Returning to the U.S. after four years in Japan, I became busily focused on other areas and gradually lost touch with my various connections to JET and Nagasaki. I went to graduate school for Public Policy at George Mason University in the Washington, DC area and started serving with the U.S. Government after graduation. My life continued to progress in this new direction, which was successful enough and still internationally focused, but less-connected to Japan with each passing year. I found myself forgetting more and more nihongo and generally feeling like my JET experience, while a wonderful time, was becoming a kind of closed chapter in my life.

It was actually through a chance meeting with another JET alumnus in DC, Daniel Sturgeon, that I first learned of the program that would take me back to Japan once again. Daniel had spent two years in Tokyo through a graduate Fellowship sponsored by Rotary International. He posted a note on the JET Alumni Association DC list serve mentioning that the new application period for the annual Rotary Peace Fellowship. I applied, went through a long series of interviews and selection rounds, and was delighted to learn that I had been awarded the Fellowship! Daniel was a key mentor in this process, and I certainly could not have done as well without his guidance and perspective throughout.

After being accepted as a Rotary Peace Fellow, I still had to apply to the companion Master’s Degree program separately. Rotary International officially partners with six University-based Rotary Peace Centers to administer the Fellowship globally, of which International Christian University (ICU) in Tokyo is one of them. While there is no guarantee that a given Peace Fellow will get their first-choice university, most of the Peace Fellows (especially JET alumni like me, Daniel and a few others) who request ICU have gotten placed there. It was an amazing feeling to be living in Japan again, although my experience was much different a decade later, in the megacity-capitol of Japan as an older, full-time graduate student. Through the Rotary Peace Fellowship, I was able to take Japanese classes along with my coursework in Peace Studies at ICU. I interned with the United Nations University (UNU) in Shibuya and volunteered for Earthquake relief in Tohoku after the terrible tragedy of March 11th. I was also able to explore the many cultural areas both in and outside Tokyo, including Nikko and Hakone, which I had not seen while on JET.

But most of all, I would say that the most significant aspect of my return to Japan was being able to return once more to Hirado. I valued this opportunity very highly, as a way to complete the circle of my initial arrival over a decade before. I traveled back to Nagasaki Prefecture for the annual Lantern Festival, which is a wonderful celebration of the Chinese culture that makes up part of the rich, diverse history of Nagasaki. After catching up with various JETs and other friends who are still living in the area, I headed north by the slow, country-side train up to Hirado.
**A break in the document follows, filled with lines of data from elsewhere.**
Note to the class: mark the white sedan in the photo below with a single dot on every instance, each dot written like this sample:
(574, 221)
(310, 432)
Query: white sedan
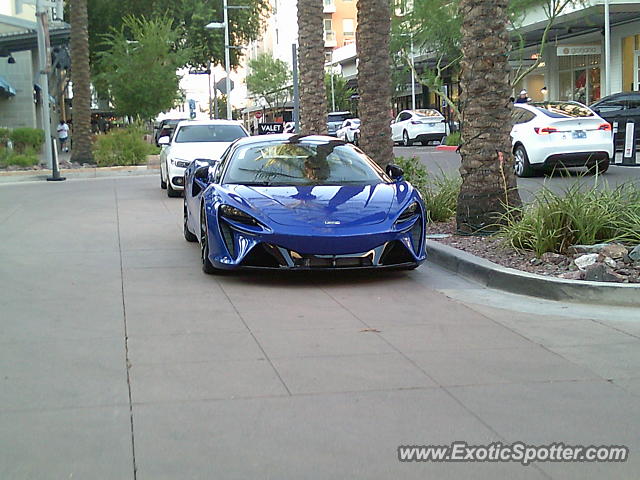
(349, 131)
(547, 135)
(207, 139)
(422, 126)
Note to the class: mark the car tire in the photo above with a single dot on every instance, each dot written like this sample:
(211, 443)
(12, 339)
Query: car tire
(522, 167)
(171, 192)
(163, 184)
(406, 141)
(188, 236)
(207, 266)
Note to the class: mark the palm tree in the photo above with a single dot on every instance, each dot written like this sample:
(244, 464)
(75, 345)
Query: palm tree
(374, 79)
(81, 77)
(313, 107)
(488, 180)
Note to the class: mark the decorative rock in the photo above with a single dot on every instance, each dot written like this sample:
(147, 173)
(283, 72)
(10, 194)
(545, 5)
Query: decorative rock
(575, 275)
(586, 260)
(587, 248)
(615, 251)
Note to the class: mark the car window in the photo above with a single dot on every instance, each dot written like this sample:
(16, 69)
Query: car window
(209, 133)
(563, 109)
(609, 107)
(300, 164)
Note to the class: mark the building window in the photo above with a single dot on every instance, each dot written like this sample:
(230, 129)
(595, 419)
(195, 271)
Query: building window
(579, 78)
(347, 27)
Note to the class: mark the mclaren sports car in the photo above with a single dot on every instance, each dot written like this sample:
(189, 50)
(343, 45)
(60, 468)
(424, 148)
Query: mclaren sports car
(301, 203)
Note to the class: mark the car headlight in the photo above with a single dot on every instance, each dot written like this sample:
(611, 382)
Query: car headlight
(178, 162)
(409, 212)
(237, 215)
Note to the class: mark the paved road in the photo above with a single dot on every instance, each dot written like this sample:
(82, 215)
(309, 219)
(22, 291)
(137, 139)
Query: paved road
(449, 162)
(250, 376)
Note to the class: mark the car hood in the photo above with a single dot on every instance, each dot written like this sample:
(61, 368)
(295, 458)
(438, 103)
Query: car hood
(326, 206)
(191, 151)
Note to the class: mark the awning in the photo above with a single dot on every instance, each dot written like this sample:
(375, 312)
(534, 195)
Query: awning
(6, 90)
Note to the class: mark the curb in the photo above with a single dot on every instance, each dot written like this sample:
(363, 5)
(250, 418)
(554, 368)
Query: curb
(510, 280)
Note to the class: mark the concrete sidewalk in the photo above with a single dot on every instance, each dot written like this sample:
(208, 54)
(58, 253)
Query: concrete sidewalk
(119, 359)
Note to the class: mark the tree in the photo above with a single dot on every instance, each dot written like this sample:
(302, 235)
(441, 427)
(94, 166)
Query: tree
(338, 93)
(313, 107)
(81, 76)
(270, 80)
(435, 27)
(488, 180)
(374, 79)
(139, 67)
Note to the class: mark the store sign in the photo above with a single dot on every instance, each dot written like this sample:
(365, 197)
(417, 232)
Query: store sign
(579, 50)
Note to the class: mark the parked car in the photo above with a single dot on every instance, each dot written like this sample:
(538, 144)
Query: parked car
(349, 131)
(194, 139)
(335, 119)
(301, 203)
(620, 108)
(422, 126)
(547, 135)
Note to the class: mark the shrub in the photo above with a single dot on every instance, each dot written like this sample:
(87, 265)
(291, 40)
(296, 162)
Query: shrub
(555, 221)
(440, 191)
(27, 139)
(124, 146)
(453, 139)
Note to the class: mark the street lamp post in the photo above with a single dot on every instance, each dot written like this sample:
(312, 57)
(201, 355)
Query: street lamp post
(227, 61)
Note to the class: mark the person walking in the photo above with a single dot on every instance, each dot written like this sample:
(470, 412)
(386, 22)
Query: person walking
(63, 135)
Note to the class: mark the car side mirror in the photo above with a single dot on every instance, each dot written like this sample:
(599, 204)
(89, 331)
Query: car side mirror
(202, 173)
(395, 172)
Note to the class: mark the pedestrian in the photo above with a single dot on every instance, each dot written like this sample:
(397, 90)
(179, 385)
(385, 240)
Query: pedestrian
(63, 135)
(523, 97)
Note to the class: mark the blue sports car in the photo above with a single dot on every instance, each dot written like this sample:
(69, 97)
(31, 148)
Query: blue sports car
(303, 203)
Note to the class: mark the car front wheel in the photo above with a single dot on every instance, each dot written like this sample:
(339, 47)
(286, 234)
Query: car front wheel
(522, 167)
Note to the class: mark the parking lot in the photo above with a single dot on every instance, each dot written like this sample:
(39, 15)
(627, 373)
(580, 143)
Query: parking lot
(120, 359)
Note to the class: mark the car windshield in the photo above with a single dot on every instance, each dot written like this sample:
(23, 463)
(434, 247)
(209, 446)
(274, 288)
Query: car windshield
(428, 113)
(563, 109)
(338, 117)
(312, 163)
(209, 133)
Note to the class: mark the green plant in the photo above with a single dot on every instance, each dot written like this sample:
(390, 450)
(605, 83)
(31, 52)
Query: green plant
(555, 221)
(453, 139)
(439, 192)
(124, 146)
(25, 139)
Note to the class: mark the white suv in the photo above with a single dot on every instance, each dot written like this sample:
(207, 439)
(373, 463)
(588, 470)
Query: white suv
(194, 139)
(422, 126)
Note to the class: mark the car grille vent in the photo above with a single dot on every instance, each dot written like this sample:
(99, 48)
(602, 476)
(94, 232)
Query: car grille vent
(395, 253)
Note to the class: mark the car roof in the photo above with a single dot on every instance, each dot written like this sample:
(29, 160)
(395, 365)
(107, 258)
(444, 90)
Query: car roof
(209, 122)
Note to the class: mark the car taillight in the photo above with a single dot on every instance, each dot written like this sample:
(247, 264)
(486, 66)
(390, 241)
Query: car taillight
(545, 130)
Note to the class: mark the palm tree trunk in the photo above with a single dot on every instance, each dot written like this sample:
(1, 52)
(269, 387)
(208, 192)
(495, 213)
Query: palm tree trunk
(81, 77)
(374, 79)
(488, 180)
(313, 105)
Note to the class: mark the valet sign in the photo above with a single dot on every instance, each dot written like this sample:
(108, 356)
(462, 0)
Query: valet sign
(579, 50)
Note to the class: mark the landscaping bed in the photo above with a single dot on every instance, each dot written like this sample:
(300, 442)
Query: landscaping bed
(622, 269)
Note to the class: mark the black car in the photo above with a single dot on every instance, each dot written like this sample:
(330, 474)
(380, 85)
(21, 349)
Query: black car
(620, 108)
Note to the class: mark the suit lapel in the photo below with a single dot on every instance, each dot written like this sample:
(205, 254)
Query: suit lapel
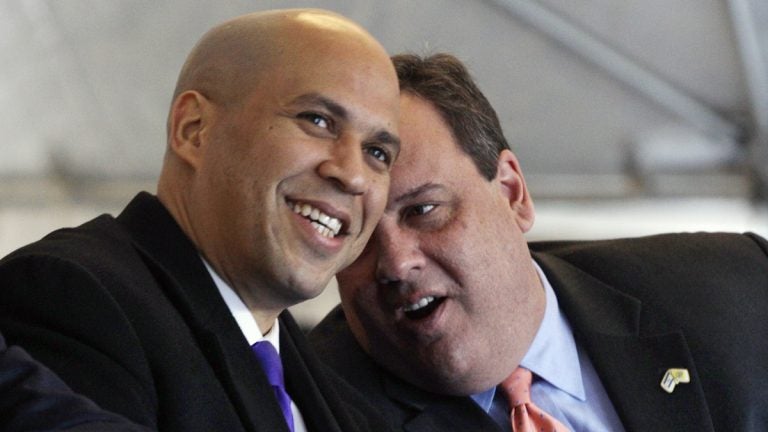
(630, 364)
(176, 264)
(304, 383)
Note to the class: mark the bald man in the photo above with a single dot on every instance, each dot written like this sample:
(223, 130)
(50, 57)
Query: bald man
(281, 135)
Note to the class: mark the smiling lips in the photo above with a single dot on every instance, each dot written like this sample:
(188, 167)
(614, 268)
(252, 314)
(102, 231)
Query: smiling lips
(422, 308)
(326, 225)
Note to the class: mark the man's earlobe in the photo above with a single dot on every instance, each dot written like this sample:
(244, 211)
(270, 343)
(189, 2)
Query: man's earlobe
(515, 190)
(186, 125)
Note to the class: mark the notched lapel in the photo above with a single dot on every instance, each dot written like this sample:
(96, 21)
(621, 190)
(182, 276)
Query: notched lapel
(631, 369)
(179, 269)
(606, 322)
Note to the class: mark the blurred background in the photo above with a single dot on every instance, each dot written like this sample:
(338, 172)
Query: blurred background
(629, 117)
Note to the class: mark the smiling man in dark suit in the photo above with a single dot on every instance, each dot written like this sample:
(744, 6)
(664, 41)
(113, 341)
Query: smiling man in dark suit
(664, 333)
(281, 135)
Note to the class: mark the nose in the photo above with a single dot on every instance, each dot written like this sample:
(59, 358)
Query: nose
(346, 166)
(399, 256)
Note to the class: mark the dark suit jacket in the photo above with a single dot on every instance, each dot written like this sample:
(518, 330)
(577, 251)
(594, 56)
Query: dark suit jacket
(638, 307)
(126, 313)
(34, 398)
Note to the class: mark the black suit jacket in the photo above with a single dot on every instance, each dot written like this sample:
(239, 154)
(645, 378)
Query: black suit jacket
(34, 398)
(126, 313)
(638, 307)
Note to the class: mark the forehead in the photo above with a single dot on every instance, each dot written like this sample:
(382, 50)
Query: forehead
(429, 153)
(355, 77)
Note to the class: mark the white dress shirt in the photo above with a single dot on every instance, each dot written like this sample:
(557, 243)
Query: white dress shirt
(251, 330)
(565, 383)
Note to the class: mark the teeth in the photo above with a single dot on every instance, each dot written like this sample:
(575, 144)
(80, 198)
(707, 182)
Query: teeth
(418, 305)
(326, 225)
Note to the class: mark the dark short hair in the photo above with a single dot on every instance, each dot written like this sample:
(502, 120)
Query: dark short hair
(445, 82)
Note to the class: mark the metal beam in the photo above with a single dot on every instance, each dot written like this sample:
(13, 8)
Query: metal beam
(749, 18)
(623, 69)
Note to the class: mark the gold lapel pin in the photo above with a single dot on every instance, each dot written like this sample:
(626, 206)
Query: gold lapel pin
(673, 377)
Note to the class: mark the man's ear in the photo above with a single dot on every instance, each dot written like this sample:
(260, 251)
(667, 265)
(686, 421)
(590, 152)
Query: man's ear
(514, 189)
(190, 114)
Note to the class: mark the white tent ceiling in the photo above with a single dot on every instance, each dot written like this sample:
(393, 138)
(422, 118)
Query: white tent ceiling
(591, 93)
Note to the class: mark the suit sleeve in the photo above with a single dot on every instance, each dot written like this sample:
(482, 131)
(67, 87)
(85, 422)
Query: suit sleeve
(66, 318)
(32, 397)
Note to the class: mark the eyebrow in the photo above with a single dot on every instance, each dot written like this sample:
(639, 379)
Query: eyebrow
(418, 190)
(317, 99)
(381, 136)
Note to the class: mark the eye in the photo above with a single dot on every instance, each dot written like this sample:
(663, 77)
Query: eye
(419, 209)
(380, 154)
(316, 119)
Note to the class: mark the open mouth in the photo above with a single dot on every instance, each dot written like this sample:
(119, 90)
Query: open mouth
(327, 226)
(422, 308)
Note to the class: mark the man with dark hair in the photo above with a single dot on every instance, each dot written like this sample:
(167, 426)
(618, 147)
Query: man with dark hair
(451, 321)
(281, 135)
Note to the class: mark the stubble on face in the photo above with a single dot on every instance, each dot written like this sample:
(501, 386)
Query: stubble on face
(467, 249)
(262, 150)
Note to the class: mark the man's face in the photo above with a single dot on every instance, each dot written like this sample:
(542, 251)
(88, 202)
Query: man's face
(295, 177)
(445, 294)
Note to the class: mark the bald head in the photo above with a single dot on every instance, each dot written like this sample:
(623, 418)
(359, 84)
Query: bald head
(232, 57)
(274, 112)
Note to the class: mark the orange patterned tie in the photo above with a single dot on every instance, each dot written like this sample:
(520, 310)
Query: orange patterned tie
(527, 417)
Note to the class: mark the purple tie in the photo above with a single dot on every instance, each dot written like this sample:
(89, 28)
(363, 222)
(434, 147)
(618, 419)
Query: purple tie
(273, 368)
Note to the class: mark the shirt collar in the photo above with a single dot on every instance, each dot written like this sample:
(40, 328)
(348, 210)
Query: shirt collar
(242, 315)
(553, 355)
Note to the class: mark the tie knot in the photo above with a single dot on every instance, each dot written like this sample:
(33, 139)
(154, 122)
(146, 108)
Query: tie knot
(270, 362)
(518, 386)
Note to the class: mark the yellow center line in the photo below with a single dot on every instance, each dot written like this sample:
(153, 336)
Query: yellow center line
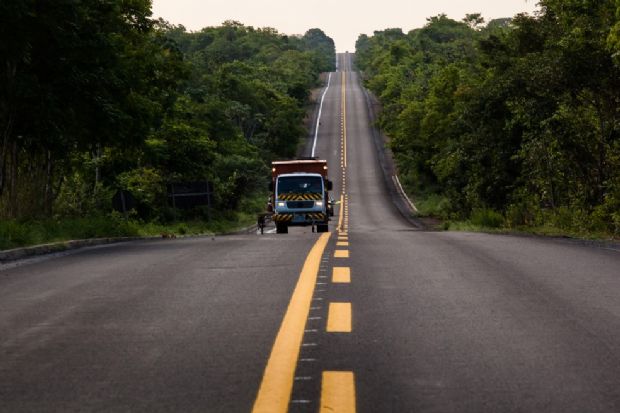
(339, 318)
(275, 390)
(341, 275)
(341, 254)
(338, 392)
(344, 116)
(340, 218)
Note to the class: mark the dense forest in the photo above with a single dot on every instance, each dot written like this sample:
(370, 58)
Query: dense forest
(99, 96)
(515, 122)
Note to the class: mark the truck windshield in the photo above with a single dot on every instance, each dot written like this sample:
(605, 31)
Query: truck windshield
(300, 185)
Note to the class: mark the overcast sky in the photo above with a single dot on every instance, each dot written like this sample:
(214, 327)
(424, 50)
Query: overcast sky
(342, 20)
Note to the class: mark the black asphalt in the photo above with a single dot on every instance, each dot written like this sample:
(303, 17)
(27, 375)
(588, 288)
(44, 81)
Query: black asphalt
(442, 321)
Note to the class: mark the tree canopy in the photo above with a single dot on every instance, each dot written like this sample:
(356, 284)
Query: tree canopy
(99, 96)
(520, 116)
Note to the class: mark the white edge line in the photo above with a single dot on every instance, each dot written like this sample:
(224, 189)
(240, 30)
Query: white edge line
(402, 191)
(318, 119)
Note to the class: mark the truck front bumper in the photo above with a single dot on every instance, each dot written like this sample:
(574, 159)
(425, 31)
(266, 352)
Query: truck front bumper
(300, 218)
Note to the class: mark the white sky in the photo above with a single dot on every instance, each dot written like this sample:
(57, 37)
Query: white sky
(342, 20)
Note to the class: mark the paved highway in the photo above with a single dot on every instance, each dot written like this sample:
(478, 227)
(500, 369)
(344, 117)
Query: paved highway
(375, 316)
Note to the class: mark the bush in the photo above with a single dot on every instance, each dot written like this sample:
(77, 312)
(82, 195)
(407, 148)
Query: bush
(487, 218)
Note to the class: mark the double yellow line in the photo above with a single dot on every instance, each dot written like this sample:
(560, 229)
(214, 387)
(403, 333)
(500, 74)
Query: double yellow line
(337, 387)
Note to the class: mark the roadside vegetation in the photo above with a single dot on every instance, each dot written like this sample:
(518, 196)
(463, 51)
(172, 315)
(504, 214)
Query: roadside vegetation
(97, 97)
(510, 124)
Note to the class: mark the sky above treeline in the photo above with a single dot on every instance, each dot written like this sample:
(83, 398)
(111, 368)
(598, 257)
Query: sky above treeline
(342, 20)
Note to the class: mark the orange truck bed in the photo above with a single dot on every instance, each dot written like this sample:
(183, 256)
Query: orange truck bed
(308, 166)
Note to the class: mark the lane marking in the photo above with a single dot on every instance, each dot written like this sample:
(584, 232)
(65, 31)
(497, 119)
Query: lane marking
(338, 392)
(340, 218)
(274, 394)
(339, 318)
(344, 116)
(318, 119)
(341, 275)
(341, 254)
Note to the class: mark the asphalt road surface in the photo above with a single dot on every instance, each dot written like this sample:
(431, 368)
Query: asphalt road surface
(375, 316)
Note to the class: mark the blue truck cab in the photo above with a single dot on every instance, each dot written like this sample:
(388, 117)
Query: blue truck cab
(300, 195)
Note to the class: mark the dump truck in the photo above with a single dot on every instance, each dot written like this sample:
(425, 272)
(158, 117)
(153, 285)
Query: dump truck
(300, 194)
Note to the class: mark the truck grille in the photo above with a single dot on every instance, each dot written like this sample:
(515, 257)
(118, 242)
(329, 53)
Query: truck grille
(299, 204)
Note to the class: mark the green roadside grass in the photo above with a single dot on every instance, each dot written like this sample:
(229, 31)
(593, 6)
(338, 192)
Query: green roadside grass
(433, 207)
(16, 234)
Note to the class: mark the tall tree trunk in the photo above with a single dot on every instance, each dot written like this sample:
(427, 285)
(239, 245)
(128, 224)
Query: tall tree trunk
(49, 190)
(3, 152)
(13, 207)
(97, 156)
(7, 130)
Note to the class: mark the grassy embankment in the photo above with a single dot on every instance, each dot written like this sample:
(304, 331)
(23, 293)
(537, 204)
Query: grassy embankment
(561, 223)
(15, 234)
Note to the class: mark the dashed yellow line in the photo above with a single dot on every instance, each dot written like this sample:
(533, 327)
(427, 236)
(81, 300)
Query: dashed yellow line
(341, 275)
(338, 392)
(341, 254)
(339, 318)
(277, 384)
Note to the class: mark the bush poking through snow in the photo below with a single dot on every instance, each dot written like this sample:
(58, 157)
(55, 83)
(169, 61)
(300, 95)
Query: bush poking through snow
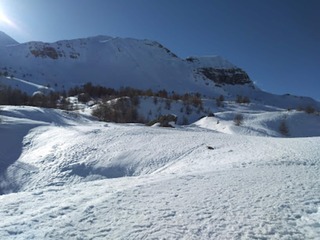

In my return to Hirado, I was able to see once more the beautiful small island community which had welcomed me so warmly from my first days and weeks as an ALT. Although my students had grown up and long since moved away, many of the teachers and academic staff who I worked with and the shopkeepers (some of whom are parents of kids I taught there) whose businesses I frequented were happily surprised to see me back in town. We shared many memories together and they all remarked how good it was to be reunited, if only for that moment in time. Although I was only there for a short couple of days, it was a wonderful feeling to be able to walk the same pathways, both physical and metaphorical, that I had first walked a decade before. Much has changed since then, in Japan and in my own life, but I will always remain incredibly thankful to CLAIR and the JET Programme for this “Twice in a Lifetime” chance.